C vulnerabilities #1: scanf

mini C C_vulns
|

In this series of posts about vulnerabilities in C code, we’re looking at all the common ways specific functions from the C standard library can be misused to cause bugs.

In this first post, we’ll look at the scanf family of functions–functions with which programs read user input into buffers based on the format argument. This family of functions includes:

  • int scanf(const char *format, ...);: Reads input from stdin
  • int fscanf(FILE *stream, const char *format, ...);: Reads input from the given stream pointer
  • int sscanf(const char *str, const char *format, ...);: Reads input from the given str string

1. Using the %s format

1.1 %s with sscanf

Using %s with sscanf can be ok if you validate that the length of the input str argument is smaller than the length of each output buffer.
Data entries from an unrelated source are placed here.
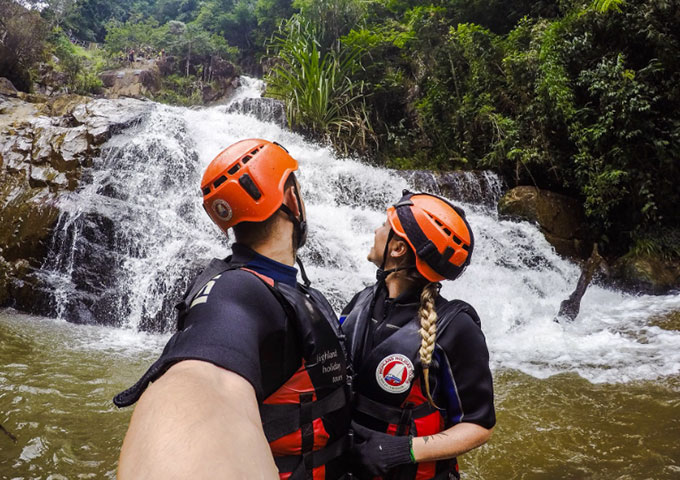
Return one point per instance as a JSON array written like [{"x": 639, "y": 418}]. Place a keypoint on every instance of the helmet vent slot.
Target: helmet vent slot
[
  {"x": 219, "y": 181},
  {"x": 441, "y": 225},
  {"x": 249, "y": 186}
]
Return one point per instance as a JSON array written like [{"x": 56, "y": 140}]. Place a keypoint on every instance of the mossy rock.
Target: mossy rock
[
  {"x": 561, "y": 218},
  {"x": 647, "y": 273},
  {"x": 65, "y": 104},
  {"x": 26, "y": 219}
]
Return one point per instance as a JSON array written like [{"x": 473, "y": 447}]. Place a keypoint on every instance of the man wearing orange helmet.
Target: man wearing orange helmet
[
  {"x": 423, "y": 392},
  {"x": 254, "y": 381}
]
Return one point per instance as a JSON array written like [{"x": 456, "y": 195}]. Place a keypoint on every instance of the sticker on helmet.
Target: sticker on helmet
[
  {"x": 394, "y": 373},
  {"x": 222, "y": 209}
]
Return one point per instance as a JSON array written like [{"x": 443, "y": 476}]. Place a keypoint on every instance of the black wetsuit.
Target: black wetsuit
[
  {"x": 250, "y": 316},
  {"x": 464, "y": 391}
]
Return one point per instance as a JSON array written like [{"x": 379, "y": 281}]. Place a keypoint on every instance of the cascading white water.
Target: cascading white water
[{"x": 133, "y": 236}]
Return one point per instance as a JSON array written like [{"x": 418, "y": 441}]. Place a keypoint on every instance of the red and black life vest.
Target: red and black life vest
[
  {"x": 296, "y": 416},
  {"x": 389, "y": 394}
]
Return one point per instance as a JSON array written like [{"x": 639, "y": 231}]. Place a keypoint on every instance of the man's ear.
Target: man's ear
[
  {"x": 399, "y": 248},
  {"x": 290, "y": 200}
]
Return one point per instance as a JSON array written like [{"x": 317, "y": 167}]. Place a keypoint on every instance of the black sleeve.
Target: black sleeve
[
  {"x": 237, "y": 324},
  {"x": 469, "y": 393},
  {"x": 348, "y": 308}
]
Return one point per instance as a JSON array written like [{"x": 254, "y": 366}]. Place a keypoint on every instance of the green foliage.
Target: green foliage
[
  {"x": 137, "y": 35},
  {"x": 662, "y": 242},
  {"x": 81, "y": 67},
  {"x": 22, "y": 43},
  {"x": 577, "y": 97},
  {"x": 180, "y": 90},
  {"x": 316, "y": 86}
]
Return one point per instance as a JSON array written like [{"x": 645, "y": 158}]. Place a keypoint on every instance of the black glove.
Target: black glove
[{"x": 377, "y": 453}]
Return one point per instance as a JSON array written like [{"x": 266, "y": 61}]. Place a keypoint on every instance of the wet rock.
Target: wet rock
[
  {"x": 462, "y": 186},
  {"x": 264, "y": 109},
  {"x": 41, "y": 160},
  {"x": 561, "y": 218},
  {"x": 647, "y": 274},
  {"x": 63, "y": 105},
  {"x": 7, "y": 88},
  {"x": 570, "y": 307},
  {"x": 143, "y": 79}
]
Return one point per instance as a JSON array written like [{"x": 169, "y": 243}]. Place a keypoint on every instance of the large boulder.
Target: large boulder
[
  {"x": 561, "y": 218},
  {"x": 7, "y": 88},
  {"x": 42, "y": 158},
  {"x": 142, "y": 80}
]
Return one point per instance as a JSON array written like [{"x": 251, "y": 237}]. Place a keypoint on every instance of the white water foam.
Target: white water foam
[{"x": 516, "y": 280}]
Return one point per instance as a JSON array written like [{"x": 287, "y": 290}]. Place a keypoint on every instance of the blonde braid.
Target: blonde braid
[{"x": 428, "y": 332}]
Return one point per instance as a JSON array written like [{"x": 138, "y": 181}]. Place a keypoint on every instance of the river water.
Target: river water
[{"x": 596, "y": 398}]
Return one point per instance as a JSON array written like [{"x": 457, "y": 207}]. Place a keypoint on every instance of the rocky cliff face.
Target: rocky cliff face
[{"x": 45, "y": 144}]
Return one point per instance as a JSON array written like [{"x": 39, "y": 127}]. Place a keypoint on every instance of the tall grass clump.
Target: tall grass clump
[{"x": 316, "y": 86}]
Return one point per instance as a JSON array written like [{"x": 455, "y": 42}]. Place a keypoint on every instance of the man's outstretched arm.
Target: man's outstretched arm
[{"x": 197, "y": 421}]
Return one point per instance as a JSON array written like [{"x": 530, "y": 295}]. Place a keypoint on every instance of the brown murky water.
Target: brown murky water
[{"x": 57, "y": 380}]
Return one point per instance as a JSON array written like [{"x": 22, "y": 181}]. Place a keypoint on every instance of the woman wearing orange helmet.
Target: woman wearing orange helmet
[{"x": 423, "y": 390}]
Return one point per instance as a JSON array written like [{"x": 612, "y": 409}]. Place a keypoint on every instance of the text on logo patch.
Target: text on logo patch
[{"x": 394, "y": 373}]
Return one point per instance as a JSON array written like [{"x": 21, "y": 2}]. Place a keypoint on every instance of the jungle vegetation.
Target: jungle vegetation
[{"x": 577, "y": 96}]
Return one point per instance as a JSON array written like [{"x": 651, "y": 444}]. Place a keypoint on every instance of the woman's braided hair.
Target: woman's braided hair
[{"x": 428, "y": 332}]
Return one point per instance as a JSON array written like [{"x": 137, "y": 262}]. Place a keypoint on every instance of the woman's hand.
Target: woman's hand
[{"x": 377, "y": 452}]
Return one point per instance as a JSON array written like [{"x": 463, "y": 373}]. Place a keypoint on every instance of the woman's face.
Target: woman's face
[{"x": 375, "y": 256}]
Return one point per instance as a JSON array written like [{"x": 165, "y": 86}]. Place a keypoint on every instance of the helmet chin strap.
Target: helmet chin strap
[{"x": 299, "y": 234}]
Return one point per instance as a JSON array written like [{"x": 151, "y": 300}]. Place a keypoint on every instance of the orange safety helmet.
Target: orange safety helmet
[
  {"x": 437, "y": 231},
  {"x": 245, "y": 182}
]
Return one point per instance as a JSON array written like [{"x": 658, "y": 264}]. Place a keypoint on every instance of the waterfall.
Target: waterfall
[{"x": 134, "y": 234}]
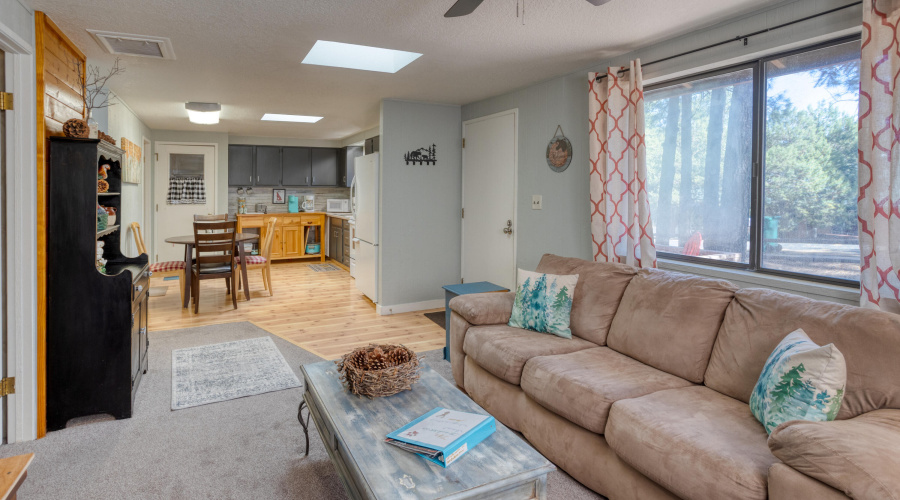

The Linux kernel does this correctly in several locations, such as in the following figure.

data = memdup_user_nul(buf, count);
if (IS_ERR(data))
    return PTR_ERR(data);

smack = kzalloc(count + 1, GFP_KERNEL);
if (smack == NULL) {
    rc = -ENOMEM;
    goto free_data_out;
}

i = sscanf(data, "%x:%x:%x:%x:%x:%x:%x:%x/%u %s",
        &scanned[0], &scanned[1], &scanned[2], &scanned[3],
        &scanned[4], &scanned[5], &scanned[6], &scanned[7],
        &mask, smack);

Figure 3: Example of a correct use of sscanf with the %s format. The data buffer (the input string) has a maximum size of count, and the smack buffer has a count+1 size; so, the call to sscanf cannot overflow the smack buffer (linux/security/smack/smackfs.c#L1447-L1460)

1.2 %s with scanf or fscanf

You should never use the %s format with scanf or fscanf.

With scanf the input comes from stdin, so %s will read an arbitrary user-controlled amount of bytes to the target buffer.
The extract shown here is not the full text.